Most of us are familiar with the premise of One Thousand and One Nights (or the Arabian Nights): King Shahrayar would take a new wife each night, killing her in the morning, until the evening the vizier's daughter Shahrazad started telling him a story, leaving off just before the end so he'd spare her life for another day. Of course, the next night would bring another cliffhanger, and the cycle would repeat anew.

Lebanese author Hanan al-Shaykh (Women of Sand and Myrrh) has recast several of Shahrazad's tales in modern English, presenting them in a coherent narrative that is as spellbinding as ever. Al-Shaykh has selected 19 of the original stories, knitting them into a single extended narrative. Starting with "The Fisherman and the Jinni," she moves on to the fisherman's brother, the porter and the three ladies, a hunchback, a merchant, three dervishes, a woman and her five lovers, Sinbad the Sailor and then back to the porter and the three ladies.

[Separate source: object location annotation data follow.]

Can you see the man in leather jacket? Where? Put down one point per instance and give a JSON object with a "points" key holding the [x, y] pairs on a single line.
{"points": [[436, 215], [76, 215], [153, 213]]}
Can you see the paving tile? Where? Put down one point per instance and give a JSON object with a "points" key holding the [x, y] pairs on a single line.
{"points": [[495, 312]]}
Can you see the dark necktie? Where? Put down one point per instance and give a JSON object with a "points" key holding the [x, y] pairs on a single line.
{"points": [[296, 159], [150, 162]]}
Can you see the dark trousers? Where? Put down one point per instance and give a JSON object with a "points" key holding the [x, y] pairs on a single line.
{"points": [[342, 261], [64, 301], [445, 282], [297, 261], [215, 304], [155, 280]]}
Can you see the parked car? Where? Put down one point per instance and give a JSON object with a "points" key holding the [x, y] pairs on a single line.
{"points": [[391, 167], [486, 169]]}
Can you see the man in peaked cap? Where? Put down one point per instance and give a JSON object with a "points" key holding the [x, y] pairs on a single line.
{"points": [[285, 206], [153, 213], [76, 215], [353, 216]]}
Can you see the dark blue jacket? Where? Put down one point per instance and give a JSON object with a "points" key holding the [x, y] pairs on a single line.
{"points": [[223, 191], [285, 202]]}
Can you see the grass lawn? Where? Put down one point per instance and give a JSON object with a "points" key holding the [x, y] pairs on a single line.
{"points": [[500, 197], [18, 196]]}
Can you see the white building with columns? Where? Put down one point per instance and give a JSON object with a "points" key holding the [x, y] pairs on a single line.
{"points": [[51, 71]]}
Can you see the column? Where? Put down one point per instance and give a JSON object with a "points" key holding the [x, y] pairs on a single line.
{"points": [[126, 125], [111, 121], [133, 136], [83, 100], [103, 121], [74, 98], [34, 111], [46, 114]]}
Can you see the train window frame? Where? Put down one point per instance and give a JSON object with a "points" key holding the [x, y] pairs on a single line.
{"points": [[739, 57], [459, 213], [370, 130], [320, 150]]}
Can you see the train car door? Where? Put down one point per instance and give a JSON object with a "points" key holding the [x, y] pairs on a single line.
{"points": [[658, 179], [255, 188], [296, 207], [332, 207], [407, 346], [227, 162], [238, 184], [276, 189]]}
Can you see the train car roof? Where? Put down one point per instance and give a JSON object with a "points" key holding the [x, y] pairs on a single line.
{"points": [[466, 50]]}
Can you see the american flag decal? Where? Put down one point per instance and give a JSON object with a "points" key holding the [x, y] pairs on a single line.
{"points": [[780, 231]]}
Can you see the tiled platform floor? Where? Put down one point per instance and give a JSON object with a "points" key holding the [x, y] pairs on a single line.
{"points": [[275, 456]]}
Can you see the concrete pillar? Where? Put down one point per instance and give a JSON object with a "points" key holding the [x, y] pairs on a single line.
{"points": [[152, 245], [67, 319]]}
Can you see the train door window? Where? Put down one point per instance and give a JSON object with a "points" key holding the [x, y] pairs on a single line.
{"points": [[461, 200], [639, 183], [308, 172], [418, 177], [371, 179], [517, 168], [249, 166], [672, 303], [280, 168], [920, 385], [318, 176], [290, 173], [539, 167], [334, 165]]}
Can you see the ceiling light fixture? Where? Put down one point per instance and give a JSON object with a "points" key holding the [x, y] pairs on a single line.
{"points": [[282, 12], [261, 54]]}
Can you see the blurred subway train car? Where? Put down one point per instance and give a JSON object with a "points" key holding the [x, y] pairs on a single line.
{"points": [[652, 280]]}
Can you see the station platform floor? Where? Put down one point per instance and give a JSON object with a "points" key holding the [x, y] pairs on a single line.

The age-old conundrum regarding literature's function--is it to tickle or to teach?--is solved here, and the answer is: both. You could make the case that the clever, resourceful Shahrazad is literature's first feminist heroine, and each of her stories is filled with nuggets of simple philosophy. "I wish my story was similar to those of the two dervishes who have gone before me," says the third dervish at the onset of his tale. "But I have learned, as the days have passed, that there is nothing to be gained from regret; it changes nothing, leaves us melancholy and in pain for ever." --Valerie Ryan, Cannon Beach Book Company, Ore.